TRADUÇÃO DE UM POEMA DE LECONTE DE LISLE (1818-1894)
Por Cunha e Silva Filho Em: 18/06/2019, às 11H08
La mort d’un lion
Étant un vieux chasseur altéré de grand air,
Et de sang noir des boeufs, Il avait l’habitude
De contempler de haut les plaines et la mer,
Et de rugir en paix, libre en sa solitude.
Aussi, comme um damné qui rode dans l’enfer,
Pour l’inepte plaisir de cette multitude
Il allait et venait dans sa cage de fer,
Heurtant les deux cloisons, avec sa tête rude.

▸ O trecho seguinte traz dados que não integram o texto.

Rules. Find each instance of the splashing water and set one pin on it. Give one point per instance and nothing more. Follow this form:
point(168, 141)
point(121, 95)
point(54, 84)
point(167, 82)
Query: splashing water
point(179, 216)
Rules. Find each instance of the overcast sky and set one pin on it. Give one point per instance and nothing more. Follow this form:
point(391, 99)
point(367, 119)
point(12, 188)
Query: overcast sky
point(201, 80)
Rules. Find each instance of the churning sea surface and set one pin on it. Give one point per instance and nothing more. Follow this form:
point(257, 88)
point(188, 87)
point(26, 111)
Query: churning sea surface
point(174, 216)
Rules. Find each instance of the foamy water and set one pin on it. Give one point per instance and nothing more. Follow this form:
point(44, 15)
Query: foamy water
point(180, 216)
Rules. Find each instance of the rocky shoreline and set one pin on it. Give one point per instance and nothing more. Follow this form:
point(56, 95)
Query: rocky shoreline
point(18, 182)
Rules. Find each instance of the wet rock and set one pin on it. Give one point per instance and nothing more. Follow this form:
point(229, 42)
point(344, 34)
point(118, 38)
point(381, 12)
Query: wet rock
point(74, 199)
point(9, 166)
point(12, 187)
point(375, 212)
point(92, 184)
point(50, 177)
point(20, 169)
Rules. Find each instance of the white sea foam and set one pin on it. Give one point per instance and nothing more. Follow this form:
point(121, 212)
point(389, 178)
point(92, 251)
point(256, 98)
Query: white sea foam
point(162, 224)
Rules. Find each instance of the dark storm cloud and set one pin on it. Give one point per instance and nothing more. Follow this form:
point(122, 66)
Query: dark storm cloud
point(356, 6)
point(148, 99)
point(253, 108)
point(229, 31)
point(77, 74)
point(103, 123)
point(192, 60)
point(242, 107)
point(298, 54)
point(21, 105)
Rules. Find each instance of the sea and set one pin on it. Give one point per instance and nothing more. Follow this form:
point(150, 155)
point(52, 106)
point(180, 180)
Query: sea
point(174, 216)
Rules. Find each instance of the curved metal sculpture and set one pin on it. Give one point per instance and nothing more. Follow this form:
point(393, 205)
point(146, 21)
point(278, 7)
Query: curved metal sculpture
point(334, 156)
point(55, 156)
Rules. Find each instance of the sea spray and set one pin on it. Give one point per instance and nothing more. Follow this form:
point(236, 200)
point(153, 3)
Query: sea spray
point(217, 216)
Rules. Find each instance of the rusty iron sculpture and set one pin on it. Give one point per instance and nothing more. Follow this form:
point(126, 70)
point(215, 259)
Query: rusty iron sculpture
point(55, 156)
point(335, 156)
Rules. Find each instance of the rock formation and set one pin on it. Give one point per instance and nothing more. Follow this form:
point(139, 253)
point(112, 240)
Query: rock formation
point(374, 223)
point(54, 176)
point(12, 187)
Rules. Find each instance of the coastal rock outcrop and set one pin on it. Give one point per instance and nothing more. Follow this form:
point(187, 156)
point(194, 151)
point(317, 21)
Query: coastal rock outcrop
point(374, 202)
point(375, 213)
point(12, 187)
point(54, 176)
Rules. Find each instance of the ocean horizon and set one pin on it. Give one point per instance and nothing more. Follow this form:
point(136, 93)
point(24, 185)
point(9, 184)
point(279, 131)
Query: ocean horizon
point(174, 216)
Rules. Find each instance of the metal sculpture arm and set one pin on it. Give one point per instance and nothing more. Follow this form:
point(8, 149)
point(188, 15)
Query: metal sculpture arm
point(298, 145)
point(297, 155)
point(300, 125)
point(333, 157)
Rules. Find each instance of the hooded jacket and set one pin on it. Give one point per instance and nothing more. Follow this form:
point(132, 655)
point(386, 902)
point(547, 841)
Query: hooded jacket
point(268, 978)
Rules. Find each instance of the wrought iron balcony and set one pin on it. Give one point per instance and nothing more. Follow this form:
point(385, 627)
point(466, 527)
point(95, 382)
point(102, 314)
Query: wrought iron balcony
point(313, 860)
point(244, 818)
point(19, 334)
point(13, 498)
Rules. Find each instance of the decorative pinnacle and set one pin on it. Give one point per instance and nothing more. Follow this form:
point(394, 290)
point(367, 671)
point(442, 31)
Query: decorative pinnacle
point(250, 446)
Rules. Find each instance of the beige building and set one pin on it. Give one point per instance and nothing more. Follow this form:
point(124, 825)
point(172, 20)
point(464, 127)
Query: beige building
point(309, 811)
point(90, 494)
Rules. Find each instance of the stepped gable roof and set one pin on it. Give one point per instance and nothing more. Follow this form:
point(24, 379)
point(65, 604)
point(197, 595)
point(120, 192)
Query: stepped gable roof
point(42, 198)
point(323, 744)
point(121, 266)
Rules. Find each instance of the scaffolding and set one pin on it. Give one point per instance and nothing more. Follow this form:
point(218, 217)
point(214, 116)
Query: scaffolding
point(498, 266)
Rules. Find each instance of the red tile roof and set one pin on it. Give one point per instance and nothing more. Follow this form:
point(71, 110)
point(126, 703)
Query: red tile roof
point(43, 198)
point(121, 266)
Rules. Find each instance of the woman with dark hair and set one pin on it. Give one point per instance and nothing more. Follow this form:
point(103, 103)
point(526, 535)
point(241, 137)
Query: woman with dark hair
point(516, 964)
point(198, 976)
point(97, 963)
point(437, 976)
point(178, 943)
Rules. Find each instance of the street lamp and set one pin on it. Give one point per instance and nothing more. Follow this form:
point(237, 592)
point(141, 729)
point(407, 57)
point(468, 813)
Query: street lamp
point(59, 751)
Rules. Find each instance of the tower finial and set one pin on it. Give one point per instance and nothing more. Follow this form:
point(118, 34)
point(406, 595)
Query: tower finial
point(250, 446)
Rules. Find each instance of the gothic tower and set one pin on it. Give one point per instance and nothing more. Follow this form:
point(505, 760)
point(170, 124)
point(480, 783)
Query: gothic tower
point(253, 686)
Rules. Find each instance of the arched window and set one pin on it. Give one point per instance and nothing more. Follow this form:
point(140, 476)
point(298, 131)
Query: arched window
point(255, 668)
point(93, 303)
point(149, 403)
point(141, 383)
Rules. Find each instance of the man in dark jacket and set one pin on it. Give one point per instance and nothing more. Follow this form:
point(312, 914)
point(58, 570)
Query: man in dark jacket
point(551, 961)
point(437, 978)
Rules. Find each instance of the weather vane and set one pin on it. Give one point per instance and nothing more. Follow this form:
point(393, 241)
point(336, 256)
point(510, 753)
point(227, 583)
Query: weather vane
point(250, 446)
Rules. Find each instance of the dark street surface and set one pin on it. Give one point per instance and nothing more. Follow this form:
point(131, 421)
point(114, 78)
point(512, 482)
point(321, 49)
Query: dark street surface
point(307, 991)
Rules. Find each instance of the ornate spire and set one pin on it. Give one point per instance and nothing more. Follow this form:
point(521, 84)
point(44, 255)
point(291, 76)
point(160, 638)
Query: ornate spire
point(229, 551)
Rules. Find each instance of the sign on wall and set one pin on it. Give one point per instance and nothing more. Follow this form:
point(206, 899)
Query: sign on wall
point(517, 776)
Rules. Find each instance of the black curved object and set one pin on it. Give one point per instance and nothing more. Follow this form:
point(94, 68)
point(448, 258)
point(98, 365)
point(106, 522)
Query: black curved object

L’horrible sort, enfin, ne devant plus changer,
Il cessa brusquement de boire et de manger:
Et la mort emporta son âme vagabonde.
Ô coeur toujours en proie à la ,
Qui tournes, haletant, dans la cage du monde,
Lâche, que ne fais-tu comme a fait ce lion?
A morte dum leão
Um velho caçador ávido de ar livre
Habituara-se ao sangue negro dos bois
Contemplava do alto as planícies e o mar
E rugia em paz, livre na solidão
Vagando como um réprobo no inferno,
Para o prazer estéril dessa multidão
Na jaula de ferro andava para lá e prá cá,
A rude juba batendo contra dois tabiques
Consumou-se, enfim, agora o infausto destino
Deixou bruscamente de beber e comer,
E a morte levou-lhe a alma vagabunda
Oh, coração, atormentado sempre pela revolta,
Ofegante, o cárcere do mundo contemplas.
Covarde, por que não ages como o fez esse leão?
(Trad. de Cunha e Silva Filho)
NOTA:
Retrabalhei, na medida do possível, essa tradução do soneto de Leconte de Lisle. Da primeira tradução recebi um dura crítica de um leitor que, na minha tradução, não via a beleza que sentia no original francês com referência a ritmos, métrica e rimas.

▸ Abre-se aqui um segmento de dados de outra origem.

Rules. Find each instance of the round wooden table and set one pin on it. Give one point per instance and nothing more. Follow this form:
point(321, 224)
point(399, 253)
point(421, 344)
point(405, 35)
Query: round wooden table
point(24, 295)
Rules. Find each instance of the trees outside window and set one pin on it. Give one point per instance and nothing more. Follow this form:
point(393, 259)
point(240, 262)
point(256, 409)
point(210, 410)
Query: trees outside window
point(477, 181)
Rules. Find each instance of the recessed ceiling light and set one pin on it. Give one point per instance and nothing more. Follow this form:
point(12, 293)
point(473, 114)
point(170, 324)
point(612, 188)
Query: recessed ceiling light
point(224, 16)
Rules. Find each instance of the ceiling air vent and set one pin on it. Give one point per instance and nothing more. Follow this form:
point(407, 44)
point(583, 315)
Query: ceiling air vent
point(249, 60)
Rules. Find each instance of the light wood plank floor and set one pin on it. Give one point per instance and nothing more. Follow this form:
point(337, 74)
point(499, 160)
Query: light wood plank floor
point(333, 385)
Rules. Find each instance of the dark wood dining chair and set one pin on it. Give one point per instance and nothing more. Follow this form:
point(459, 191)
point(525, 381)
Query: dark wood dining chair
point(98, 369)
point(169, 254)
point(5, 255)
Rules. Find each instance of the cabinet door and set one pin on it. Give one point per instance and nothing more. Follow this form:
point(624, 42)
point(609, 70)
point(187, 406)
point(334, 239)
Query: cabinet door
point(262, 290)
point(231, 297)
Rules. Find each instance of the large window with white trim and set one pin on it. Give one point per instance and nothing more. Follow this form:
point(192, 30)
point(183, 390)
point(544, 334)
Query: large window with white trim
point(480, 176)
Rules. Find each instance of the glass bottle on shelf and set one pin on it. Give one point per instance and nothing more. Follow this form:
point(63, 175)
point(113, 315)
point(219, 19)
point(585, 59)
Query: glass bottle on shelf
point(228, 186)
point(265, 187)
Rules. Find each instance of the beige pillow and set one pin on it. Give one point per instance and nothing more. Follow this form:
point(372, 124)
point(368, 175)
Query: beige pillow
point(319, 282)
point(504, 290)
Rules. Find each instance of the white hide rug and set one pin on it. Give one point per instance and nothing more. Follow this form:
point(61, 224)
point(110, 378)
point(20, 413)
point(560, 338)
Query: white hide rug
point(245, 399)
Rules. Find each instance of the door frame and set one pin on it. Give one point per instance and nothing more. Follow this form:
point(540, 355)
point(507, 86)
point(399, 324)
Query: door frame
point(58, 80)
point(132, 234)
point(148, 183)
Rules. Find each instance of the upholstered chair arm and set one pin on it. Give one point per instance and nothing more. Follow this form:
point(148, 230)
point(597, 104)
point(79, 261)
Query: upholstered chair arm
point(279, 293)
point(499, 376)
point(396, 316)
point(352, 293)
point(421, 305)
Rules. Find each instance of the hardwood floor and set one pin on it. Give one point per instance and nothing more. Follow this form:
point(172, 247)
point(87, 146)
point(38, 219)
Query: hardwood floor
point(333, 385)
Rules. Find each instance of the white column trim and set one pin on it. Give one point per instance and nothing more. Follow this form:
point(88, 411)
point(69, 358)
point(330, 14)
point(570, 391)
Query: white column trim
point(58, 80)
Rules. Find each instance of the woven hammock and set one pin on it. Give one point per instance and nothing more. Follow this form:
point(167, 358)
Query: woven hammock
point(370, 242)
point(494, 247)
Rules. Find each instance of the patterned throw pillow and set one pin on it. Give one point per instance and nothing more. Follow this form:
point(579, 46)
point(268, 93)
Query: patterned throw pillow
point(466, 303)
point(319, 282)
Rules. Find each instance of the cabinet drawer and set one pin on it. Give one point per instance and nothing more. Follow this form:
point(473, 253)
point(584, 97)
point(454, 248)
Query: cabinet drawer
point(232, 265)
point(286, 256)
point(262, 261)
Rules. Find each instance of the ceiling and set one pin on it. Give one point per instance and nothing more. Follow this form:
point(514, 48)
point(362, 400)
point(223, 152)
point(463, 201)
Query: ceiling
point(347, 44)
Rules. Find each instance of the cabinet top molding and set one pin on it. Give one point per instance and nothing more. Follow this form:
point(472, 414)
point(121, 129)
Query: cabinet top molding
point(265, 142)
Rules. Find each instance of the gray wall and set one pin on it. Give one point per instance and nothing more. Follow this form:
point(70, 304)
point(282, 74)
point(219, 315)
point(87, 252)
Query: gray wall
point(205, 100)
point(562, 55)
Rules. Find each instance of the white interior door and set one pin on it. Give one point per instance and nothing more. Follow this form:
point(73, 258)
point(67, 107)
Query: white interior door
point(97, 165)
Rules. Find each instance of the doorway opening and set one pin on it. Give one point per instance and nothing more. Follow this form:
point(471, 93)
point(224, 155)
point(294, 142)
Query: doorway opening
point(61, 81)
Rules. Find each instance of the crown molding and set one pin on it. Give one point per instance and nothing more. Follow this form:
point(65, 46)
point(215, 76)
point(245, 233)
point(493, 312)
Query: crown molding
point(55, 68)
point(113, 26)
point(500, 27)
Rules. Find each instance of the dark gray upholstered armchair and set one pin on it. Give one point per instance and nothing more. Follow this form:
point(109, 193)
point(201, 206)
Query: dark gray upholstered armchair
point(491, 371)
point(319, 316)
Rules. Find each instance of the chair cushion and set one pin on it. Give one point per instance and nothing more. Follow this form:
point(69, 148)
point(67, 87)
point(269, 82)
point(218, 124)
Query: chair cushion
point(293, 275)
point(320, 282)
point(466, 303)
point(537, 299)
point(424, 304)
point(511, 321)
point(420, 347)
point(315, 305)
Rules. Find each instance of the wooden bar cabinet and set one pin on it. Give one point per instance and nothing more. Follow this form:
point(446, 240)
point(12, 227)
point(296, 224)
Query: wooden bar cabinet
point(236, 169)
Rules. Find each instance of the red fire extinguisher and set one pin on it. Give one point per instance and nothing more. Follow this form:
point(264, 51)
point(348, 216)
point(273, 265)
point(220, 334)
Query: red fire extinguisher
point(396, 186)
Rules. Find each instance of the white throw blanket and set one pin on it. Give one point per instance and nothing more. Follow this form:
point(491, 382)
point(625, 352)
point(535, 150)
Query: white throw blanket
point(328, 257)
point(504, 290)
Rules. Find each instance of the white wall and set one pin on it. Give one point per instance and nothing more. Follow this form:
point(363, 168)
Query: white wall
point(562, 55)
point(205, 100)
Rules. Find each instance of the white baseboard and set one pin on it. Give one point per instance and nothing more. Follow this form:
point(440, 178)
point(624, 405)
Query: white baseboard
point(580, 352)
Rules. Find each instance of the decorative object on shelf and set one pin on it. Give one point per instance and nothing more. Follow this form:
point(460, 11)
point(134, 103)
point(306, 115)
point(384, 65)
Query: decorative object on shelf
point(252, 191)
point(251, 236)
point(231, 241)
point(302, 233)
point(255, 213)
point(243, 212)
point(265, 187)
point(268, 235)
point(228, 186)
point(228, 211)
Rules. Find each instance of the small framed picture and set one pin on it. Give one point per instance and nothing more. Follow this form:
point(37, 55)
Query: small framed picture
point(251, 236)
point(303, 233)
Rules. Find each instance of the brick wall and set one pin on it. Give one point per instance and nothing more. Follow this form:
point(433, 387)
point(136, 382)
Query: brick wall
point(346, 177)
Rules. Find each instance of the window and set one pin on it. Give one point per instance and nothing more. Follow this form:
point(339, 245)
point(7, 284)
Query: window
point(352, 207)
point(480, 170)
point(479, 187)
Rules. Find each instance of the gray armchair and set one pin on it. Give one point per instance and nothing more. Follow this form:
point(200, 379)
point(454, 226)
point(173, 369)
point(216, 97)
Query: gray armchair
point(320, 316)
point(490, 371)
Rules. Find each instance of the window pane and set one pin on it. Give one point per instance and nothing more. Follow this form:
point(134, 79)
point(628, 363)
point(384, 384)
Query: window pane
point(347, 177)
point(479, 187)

Ora não costumo empregar, nas minhas traduções, a rima. No entanto, lhe dei uma explicação do que penso da minha tradução e do ato de traduzir. Não sei se ele leu a minha réplica. Parece-me que não. Não quis polemizar.
Abaixo, deixo-lhe, leitor e amigo, transcritas a crítica à minha tradução primeira e a minha réplica ao censor:
Pois sim, veja só como tradução é uma coisa complicada.
A versão para o português perdeu toda a graça da língua francesa, a métrica ficou comprometida, as rimas se perderam e o caráter de soneto caducou.
Ainda assim, salve Leconte de Lisle!
Vanelois
Cunha e Silva Filho5 de setembro de 2012 09:02
Venelois Martin:
Fico surpreso com a sua "crítica" à minha tradução do soneto de Lecontede Lisle. Primeiro, porque o que você afirma haver da beleza da línguafrancesa no original é algo para mim muito subjetivo.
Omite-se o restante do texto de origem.